May I ask what software are you using to make an interactable prototype? Me want.

Another big question: will we ever get custom hotkeys? In any of Paradox games? Is there a technical reason they aren't implemented yet?

I use Sketch and Adobe XD. Sketch right now has basic functionality, but with XD you can set up transition animations as well as test your designs with a controller.
 
Hi all, I'm Jamor and I'm the producer on Stellaris. I run the team's time and budget, the boring biz bit, while grekulf is the creative and design lead.

I publicly acknowledge there are AI and performance issues in the game right now.

I want you to know that maintaining things like AI and performance is a big and neverending struggle, especially on a game that is growing as large as Stellaris has. There's no one-button magic bullet solution that will fix it overnight. In some patches it is stronger, in others it lags behind. I have to follow my agreed release schedule and juggle the not-unlimited time and personnel I have to deliver that, but I can tell you that whatever I can possibly spare goes in to bug fixes and improvements. We're Paradox, we don't release a game and patch it twice and call it a day, we are in it for the full marathon. I was a PDX fan for a decade before I worked here (HOI 2 and onward) and maintaining that long term commitment is my personal guarantee to you, as a fellow fan.

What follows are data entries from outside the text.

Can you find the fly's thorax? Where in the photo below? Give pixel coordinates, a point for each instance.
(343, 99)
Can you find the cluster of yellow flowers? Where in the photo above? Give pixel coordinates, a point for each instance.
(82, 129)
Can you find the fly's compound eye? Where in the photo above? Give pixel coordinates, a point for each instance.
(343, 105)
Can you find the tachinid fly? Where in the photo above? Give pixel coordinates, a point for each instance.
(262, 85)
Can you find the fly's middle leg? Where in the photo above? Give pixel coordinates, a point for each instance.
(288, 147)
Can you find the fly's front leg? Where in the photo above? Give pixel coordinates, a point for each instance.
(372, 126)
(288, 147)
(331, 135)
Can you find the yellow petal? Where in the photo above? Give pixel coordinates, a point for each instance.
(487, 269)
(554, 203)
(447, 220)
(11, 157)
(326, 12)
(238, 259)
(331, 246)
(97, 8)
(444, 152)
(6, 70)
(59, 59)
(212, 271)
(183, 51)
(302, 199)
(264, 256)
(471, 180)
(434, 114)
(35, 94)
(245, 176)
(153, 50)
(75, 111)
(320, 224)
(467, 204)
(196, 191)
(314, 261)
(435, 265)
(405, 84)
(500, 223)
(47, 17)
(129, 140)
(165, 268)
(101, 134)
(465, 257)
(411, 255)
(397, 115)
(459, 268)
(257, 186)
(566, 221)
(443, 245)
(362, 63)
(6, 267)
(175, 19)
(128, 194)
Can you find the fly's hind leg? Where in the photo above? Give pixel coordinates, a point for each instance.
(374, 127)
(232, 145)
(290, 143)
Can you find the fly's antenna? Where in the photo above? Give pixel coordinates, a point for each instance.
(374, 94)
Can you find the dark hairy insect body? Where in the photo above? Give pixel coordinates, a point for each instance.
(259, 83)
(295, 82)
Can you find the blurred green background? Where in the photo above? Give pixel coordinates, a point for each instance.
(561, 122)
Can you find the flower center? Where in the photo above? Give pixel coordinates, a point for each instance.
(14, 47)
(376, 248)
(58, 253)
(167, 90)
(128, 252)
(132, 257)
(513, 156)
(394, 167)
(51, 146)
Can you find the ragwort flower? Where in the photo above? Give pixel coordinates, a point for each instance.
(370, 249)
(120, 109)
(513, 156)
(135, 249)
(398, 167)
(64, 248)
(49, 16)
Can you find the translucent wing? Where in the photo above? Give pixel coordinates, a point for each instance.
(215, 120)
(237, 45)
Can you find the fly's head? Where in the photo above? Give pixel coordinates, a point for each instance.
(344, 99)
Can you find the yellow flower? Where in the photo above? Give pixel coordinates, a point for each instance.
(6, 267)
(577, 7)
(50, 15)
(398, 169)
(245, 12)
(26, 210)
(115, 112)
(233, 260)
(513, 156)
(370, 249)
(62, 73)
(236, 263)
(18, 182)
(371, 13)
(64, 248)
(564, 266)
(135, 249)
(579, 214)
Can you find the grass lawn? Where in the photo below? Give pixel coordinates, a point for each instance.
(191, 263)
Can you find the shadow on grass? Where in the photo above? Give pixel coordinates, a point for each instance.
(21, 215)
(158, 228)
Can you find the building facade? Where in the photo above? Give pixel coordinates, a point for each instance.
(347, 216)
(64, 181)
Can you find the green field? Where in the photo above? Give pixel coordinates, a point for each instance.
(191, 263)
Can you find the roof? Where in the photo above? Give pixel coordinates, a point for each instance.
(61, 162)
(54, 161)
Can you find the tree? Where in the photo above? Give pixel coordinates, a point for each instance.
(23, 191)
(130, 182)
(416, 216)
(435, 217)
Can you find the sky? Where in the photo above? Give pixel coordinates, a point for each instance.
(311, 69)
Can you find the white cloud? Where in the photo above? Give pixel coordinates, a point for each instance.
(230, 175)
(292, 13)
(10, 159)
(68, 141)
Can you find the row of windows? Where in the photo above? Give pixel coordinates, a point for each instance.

The reason there's been no public news about fixes or improvements on AI and performance is simple: there are none yet. I'm not going to pull the wool over your eyes and promise something until it's done and dusted and in my hand to give. That's not my style. When we have it, you'll see it in a patch note. Until then I don't want to string people along with false optimism and empty promises.

About the process focused dev diaries: we don't want to go completely radio silent in those times before official announcements. Right now, we have our biggest max visibility PR event on the calendar coming up, PDXCon, and we naturally want to get the most eyes on us when we reveal our future plans. We need to get the word out with highest public impact so we can keep supporting this game and others, for ever. So, in moments like these, dev diaries and official communication will have to be about other things that won't spoil our planned reveal. Process stuff, an under the hood glimpse at how games are made, is interesting to some, but not all. If you don't dig it, just please bear with us for the official announcement and then you'll get a ton of in-depth feature DDs after that. The alternative is for us to just go completely quiet during those pre-announce high intensity dev periods, and I don't think anyone wants that.

We're here, we're working every day to make this thing better for you, our fans and supporters. We tell you as much as we can consistent with the needs of basic business security, and really prize our unusually close contact with our community, certainly unprecedented for a developer of our size. We want to keep that, so please be decent to my staff, and each other. Thanks for sticking with us through this journey, and there's much more to come.